Ce professionnel de la santé parle des situations sécuritaires qui ne permettent pas de bien exercer leurs services, de sauver les vies humaines par les médicaments. Tsongo Mughumalewa note que Masoy fait maintenant face à des rumeurs qui pèsent sur les psychologies et la vie quotidienne. Les services de sécurité se taisent comme si de rien n’était, se désole notre source.
« La situation est confuse dans le centre de santé de Masoya. Nous avons décidé de fermer les portes de la structure sanitaire et nous venons de quitter le milieu pour nous mettre à l’abri de tout ce qui se passe dans cette entité sanitaire. Nous avons décidé de quitter le milieu suite à la rumeur
qui circule à propos de la présence des ennemis de la paix. Notre structure reçoit beaucoup de malades
et vu le mode opératoire de l’ennemi qui attaque les structures sanitaires, nous nous sommes dits que nous ne pouvons pas continuer à prester. Nous exhortons le gouvernement de nous venir en aide
afin que la paix revienne. Les gens sont en train de mourir ici,
malheureusement sous l’œil impuissant du gouvernement.
Il n’y a aucune assistance humanitaire. Nous avons demandé aux services de sécurité
de venir sécuriser nos structures. Les autorités militaires nous disent
qu’ils attendent le mot d’ordre de leur hiérarchie, et jusque-là, il n’y a rien qui est fait », a-t-il regretté.
Paluku Tsandya Maombi, l’un des cadres de l’intersyndicale des soignants en zone de santé de Biena, mentionne que la grève initiée se poursuit pour forcer le gouvernement à agir dans l’urgence.
« Nous nous sommes posés la question, mais les structures de soins, ce sont des structures qui sont là à procurer la guérison, donc à prolonger la vie, si je peux ainsi le dire vulgairement. Mais alors,
quand on vient pour prolonger sa vie, pour recouvrer les soins, et puis là, on vient être maintenant décapité, on vient être tué, on vient être calciné, c’est quelque chose qui nous fait mal au cœur. Parce que, vraiment, les actions des ADF ont franchi la barre rouge.

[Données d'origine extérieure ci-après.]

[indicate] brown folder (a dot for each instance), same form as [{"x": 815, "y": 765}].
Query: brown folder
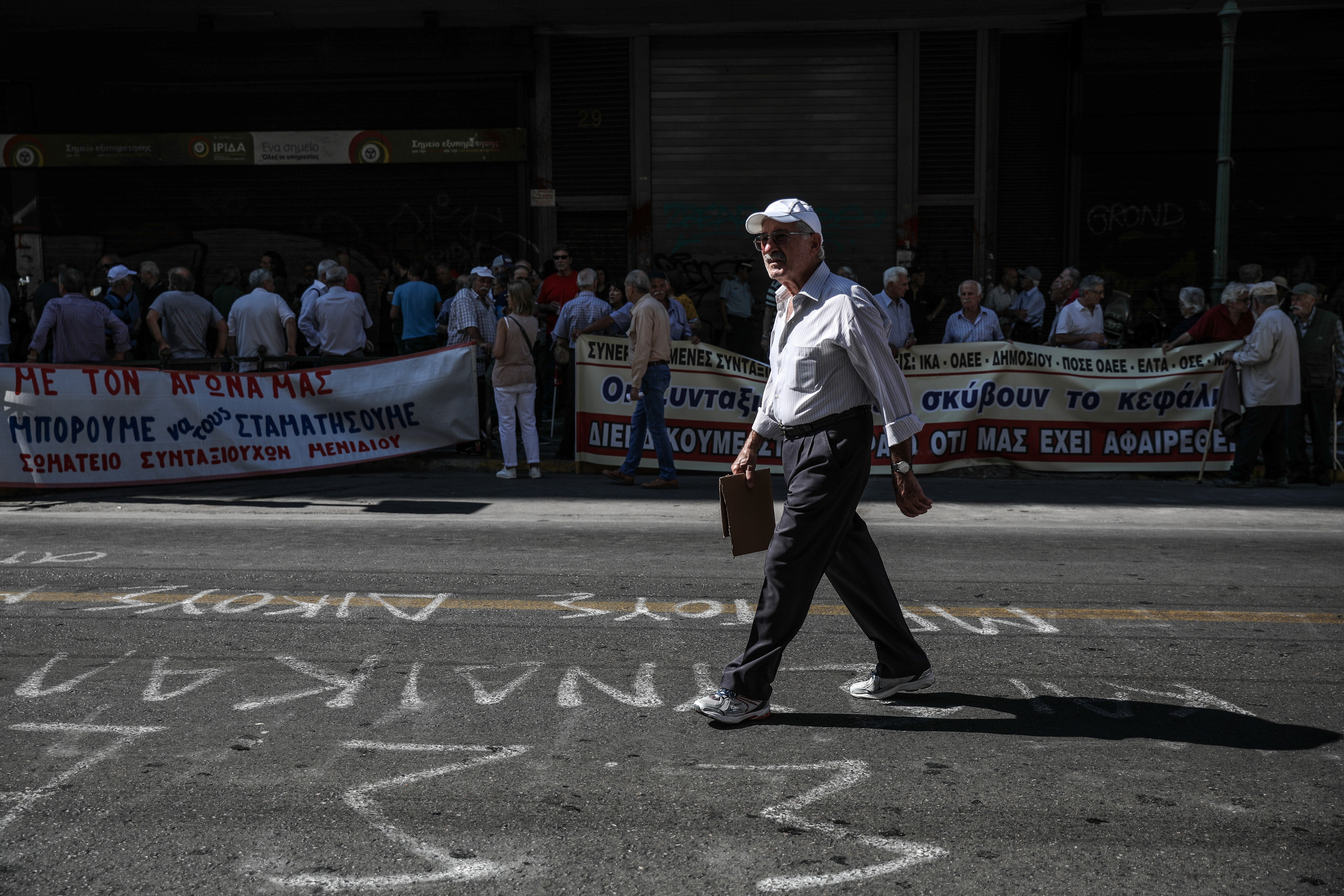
[{"x": 748, "y": 514}]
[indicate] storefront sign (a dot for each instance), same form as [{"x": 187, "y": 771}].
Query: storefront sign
[
  {"x": 89, "y": 425},
  {"x": 264, "y": 148},
  {"x": 1029, "y": 406}
]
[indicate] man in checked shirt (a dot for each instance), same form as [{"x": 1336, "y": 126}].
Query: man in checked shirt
[{"x": 830, "y": 366}]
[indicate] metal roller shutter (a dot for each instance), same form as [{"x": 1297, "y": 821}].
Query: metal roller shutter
[
  {"x": 591, "y": 146},
  {"x": 1033, "y": 154},
  {"x": 734, "y": 130}
]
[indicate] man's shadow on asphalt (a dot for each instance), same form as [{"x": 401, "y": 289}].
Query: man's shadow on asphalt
[{"x": 1096, "y": 718}]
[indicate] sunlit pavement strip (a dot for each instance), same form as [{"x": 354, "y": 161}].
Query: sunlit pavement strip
[{"x": 342, "y": 605}]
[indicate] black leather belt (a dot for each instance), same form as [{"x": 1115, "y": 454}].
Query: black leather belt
[{"x": 826, "y": 422}]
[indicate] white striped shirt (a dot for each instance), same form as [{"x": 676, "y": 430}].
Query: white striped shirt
[
  {"x": 983, "y": 330},
  {"x": 831, "y": 357}
]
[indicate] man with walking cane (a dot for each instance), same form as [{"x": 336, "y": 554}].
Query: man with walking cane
[{"x": 830, "y": 365}]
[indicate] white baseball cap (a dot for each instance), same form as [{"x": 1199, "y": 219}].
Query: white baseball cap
[{"x": 786, "y": 212}]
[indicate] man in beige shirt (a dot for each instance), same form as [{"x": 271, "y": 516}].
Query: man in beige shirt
[{"x": 651, "y": 350}]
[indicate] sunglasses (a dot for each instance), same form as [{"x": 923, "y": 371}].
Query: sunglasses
[{"x": 779, "y": 238}]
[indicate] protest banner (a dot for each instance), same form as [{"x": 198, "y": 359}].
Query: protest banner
[
  {"x": 77, "y": 425},
  {"x": 982, "y": 404}
]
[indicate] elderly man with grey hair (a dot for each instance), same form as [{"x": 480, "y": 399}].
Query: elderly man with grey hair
[
  {"x": 1272, "y": 382},
  {"x": 830, "y": 366},
  {"x": 1230, "y": 320},
  {"x": 261, "y": 323},
  {"x": 1081, "y": 324},
  {"x": 892, "y": 303},
  {"x": 974, "y": 324},
  {"x": 179, "y": 320},
  {"x": 651, "y": 350},
  {"x": 315, "y": 291}
]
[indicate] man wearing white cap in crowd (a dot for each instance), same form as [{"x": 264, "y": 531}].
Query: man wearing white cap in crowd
[
  {"x": 830, "y": 366},
  {"x": 1272, "y": 382},
  {"x": 122, "y": 299},
  {"x": 1029, "y": 308},
  {"x": 471, "y": 319},
  {"x": 338, "y": 322},
  {"x": 502, "y": 266}
]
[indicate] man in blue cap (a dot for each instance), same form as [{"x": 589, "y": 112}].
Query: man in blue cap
[{"x": 830, "y": 366}]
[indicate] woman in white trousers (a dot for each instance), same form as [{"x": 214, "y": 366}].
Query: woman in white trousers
[{"x": 515, "y": 381}]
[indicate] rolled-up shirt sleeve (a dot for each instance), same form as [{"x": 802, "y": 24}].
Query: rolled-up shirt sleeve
[
  {"x": 120, "y": 332},
  {"x": 866, "y": 343},
  {"x": 767, "y": 424}
]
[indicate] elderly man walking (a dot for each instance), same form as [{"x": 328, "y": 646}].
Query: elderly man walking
[
  {"x": 1320, "y": 346},
  {"x": 315, "y": 291},
  {"x": 80, "y": 323},
  {"x": 181, "y": 320},
  {"x": 1272, "y": 382},
  {"x": 651, "y": 350},
  {"x": 573, "y": 320},
  {"x": 830, "y": 366},
  {"x": 338, "y": 322},
  {"x": 1082, "y": 324},
  {"x": 892, "y": 303},
  {"x": 1029, "y": 308},
  {"x": 974, "y": 324}
]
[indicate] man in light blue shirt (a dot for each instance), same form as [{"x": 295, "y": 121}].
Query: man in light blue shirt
[
  {"x": 416, "y": 304},
  {"x": 584, "y": 310},
  {"x": 1030, "y": 305},
  {"x": 736, "y": 303},
  {"x": 894, "y": 307}
]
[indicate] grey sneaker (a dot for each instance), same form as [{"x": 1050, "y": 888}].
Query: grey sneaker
[
  {"x": 878, "y": 688},
  {"x": 728, "y": 707}
]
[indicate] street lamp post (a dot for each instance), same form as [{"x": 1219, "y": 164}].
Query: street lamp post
[{"x": 1228, "y": 17}]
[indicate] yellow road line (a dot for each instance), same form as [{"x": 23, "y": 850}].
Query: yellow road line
[{"x": 699, "y": 606}]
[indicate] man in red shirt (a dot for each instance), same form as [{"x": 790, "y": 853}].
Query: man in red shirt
[
  {"x": 560, "y": 287},
  {"x": 1230, "y": 320}
]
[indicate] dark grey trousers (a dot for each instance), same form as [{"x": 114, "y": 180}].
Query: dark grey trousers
[{"x": 819, "y": 534}]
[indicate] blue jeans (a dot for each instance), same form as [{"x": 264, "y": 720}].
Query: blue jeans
[{"x": 648, "y": 418}]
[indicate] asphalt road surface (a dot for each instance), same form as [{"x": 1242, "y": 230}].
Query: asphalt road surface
[{"x": 454, "y": 684}]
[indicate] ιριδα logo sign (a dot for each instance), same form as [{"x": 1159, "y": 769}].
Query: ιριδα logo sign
[
  {"x": 23, "y": 152},
  {"x": 370, "y": 148}
]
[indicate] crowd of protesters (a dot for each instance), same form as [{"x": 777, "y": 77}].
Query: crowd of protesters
[{"x": 525, "y": 328}]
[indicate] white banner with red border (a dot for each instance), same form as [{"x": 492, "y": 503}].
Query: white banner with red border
[
  {"x": 982, "y": 404},
  {"x": 69, "y": 425}
]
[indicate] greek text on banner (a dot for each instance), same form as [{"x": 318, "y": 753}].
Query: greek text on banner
[{"x": 85, "y": 426}]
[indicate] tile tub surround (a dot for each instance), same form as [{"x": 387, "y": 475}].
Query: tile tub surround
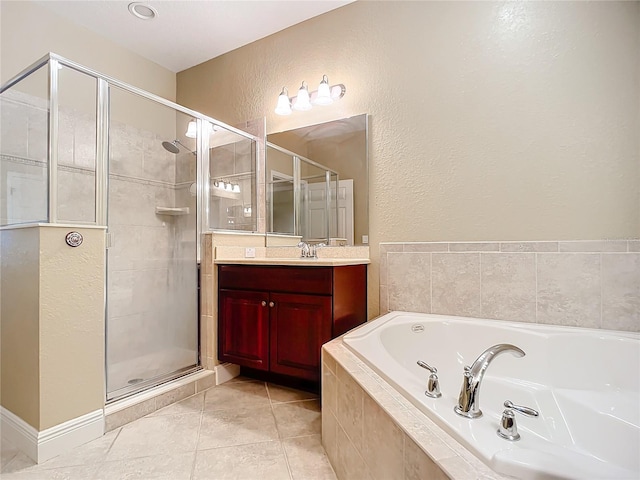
[
  {"x": 243, "y": 429},
  {"x": 371, "y": 432},
  {"x": 592, "y": 284}
]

Alors, nous nous sommes rendus compte que nous sommes insuffisamment protégés par ceux qui sont censés nous protéger. Pour ne pas toujours assister au même drame, nous avons demandé à ce que le gouvernement, donc les décideurs, puissent nous rassurer de notre sécurité, de la sécurité de nos patients, de la sécurité de nos infrastructures », a-t-il plaidé.
Il sied de noter que la zone de santé rurale de Biena comprend le Centre de santé de Mambowa, le centre de santé Anuarite, les Centres de santé Kaheku, Somea, Masayi, Mayeba, Kiragho, Katanga, Masingi, Mausa, Pompi, Mandelya, Musenge, Mateto ainsi que les Centres de santé de référence Kirima et Biambwe.